A weekly newsmagazine, for many, is an oxymoron. When the device in their pockets twitters every other second, why should they wait for a week (sure, 60x60x24x7 is a hell of a lot of time) for news to appear on the stands. The less nasty ones call the newsmagazine an anachronism. But we have, yet again, proven them wrong. Last week around this time we told our readers that the biggest piece of political news wasn’t Tripura and that it was going to come from Uttar Pradesh, from Gorakhpur and Phulpur to be precise. The BSP’s unconditional support to the SP to fight the bypolls, announced at the very last moment, was our cover story. And now, a week later everybody is repea-tweeting what we said on the cover, that this political understanding is going to be a gamechanger in 2019, if it remains intact. The next Lok Sabha polls are a year away. And that is a very long time in politics. Yet, it can be said even now in no uncertain terms that an SP-BSP alliance is a solid bloc of 40 per cent votes even at their worst.

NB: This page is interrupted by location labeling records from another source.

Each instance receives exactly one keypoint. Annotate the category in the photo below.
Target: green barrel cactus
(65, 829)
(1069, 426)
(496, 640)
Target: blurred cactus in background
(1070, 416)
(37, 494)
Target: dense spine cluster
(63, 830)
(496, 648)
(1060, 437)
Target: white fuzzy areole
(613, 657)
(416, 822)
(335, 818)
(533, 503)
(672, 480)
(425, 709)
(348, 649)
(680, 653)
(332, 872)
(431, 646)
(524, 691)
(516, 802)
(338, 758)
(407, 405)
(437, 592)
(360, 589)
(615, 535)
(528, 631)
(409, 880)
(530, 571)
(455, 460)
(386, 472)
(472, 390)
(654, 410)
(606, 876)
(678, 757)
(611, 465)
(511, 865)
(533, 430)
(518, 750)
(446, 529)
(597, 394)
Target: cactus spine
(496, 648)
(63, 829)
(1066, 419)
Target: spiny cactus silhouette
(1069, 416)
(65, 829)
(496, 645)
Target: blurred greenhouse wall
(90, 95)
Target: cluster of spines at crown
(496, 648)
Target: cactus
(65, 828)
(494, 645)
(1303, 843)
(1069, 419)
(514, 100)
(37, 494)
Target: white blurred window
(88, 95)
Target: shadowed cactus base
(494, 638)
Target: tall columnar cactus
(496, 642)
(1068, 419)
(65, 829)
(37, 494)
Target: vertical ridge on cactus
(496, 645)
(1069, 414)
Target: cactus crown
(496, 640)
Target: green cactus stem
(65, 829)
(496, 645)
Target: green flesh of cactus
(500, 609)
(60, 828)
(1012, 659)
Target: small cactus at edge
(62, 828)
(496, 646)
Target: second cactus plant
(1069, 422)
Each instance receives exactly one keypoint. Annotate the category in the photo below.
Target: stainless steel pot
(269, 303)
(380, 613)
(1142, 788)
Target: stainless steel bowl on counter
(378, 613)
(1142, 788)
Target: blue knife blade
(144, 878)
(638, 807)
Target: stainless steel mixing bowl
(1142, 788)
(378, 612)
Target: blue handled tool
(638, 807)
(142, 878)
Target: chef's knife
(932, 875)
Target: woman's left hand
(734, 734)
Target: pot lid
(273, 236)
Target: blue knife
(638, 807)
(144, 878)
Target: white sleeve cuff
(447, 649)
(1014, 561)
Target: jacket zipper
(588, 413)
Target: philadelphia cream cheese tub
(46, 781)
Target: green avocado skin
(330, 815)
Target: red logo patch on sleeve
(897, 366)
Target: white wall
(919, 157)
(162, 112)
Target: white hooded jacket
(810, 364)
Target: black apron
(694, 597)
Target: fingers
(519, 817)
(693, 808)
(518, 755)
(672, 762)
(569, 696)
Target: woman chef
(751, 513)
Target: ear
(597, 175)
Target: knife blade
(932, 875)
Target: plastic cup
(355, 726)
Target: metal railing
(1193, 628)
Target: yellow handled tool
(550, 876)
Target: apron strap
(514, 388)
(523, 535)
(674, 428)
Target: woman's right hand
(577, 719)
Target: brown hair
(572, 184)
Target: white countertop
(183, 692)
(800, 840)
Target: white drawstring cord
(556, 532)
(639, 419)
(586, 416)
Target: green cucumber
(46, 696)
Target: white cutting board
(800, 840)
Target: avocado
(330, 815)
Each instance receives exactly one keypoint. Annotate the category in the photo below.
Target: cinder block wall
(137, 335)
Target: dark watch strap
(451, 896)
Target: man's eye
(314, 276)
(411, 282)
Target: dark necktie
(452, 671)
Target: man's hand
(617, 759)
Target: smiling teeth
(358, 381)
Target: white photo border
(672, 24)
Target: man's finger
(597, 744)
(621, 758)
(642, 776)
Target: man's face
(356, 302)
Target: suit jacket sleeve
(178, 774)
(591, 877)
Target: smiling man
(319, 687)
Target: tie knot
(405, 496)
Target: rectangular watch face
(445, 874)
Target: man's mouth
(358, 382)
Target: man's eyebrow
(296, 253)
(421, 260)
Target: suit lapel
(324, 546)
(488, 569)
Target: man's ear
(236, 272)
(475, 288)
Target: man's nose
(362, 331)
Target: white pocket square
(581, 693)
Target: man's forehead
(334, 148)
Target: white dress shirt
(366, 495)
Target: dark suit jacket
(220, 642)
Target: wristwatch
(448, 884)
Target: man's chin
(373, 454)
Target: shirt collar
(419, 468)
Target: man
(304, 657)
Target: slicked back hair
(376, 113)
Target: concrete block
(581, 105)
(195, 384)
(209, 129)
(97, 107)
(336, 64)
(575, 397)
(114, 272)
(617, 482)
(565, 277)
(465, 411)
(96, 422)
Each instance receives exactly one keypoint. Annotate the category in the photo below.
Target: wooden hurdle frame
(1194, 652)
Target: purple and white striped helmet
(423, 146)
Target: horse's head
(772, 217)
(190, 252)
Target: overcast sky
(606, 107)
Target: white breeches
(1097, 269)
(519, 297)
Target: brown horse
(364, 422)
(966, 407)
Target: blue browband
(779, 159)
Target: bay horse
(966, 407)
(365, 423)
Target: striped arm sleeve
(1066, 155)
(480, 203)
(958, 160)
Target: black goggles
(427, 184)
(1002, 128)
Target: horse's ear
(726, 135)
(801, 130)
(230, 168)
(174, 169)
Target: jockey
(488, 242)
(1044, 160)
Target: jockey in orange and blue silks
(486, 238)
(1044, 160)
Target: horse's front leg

Anything above 40 per cent is a legitimate electoral wave and Uttar Pradesh chief minister Yogi Adityanath could not whip up one despite a campaign against criminals. Sure, criminals too have human rights and extra-judicial murders cannot be justified. But UP had become an impossible place to travel: women were getting raped and killed, and men were getting robbed and killed on expressways. The worst affected were the poor and the marginalised in the villages who had to live in dread of these criminals who often belonged to dominant castes. The only sign these dominant caste thugs could read was the smoking gun. Once Yogi’s crackdown began, many even started booking cells in jail. Yogi’s other notable intervention was in the cheating industry in school examinations. But these were obviously not enough even for the people of Gorakhpur. Their hospital was a mess; scores of children were dying. The promised good days weren’t here yet. And all the lynchings and floggings had their effect in a complete consolidation of Muslim and Dalit votes against the BJP. A consolidation visible in the Bihar bypolls as well.
These bypoll results have a twofold message to offer. One, UP and Bihar, like Rajasthan, Madhya Pradesh and Gujarat, have slipped into anti-incumbency mode, with voters turning against their governments. They want the promise of good days to be delivered and right now. Hindutva in itself was never a winning formula for the BJP after the Babri Masjid demolition and without the promise of prosperity Hindutva is actually a liability. It can only help consolidate anti-BJP votes. So, unless the BJP rewires its campaign completely in UP and the rest of the Hindi heartland it could be in for a shock in 2019 as it had maximised its votes and seats in UP, Bihar, Madhya Pradesh, Haryana, Rajasthan, Gujarat, Chhattisgarh and Jharkhand—the so-called cow belt.
The second message is for the Sangh parivar’s internal consumption. In an electoral democracy a candidate has to face two contests: first within and then without. Unless he or she emerges successful within, no candidate gets an opportunity to lead a party in a constituency, state assembly or Parliament. There was talk of Yogi replacing Modi, just talk, and that has got discarded conclusively after these results. All these bypolls in MP, Rajasthan and UP have proved that the BJP, so far, doesn’t have another candidate to lead the party in 2019.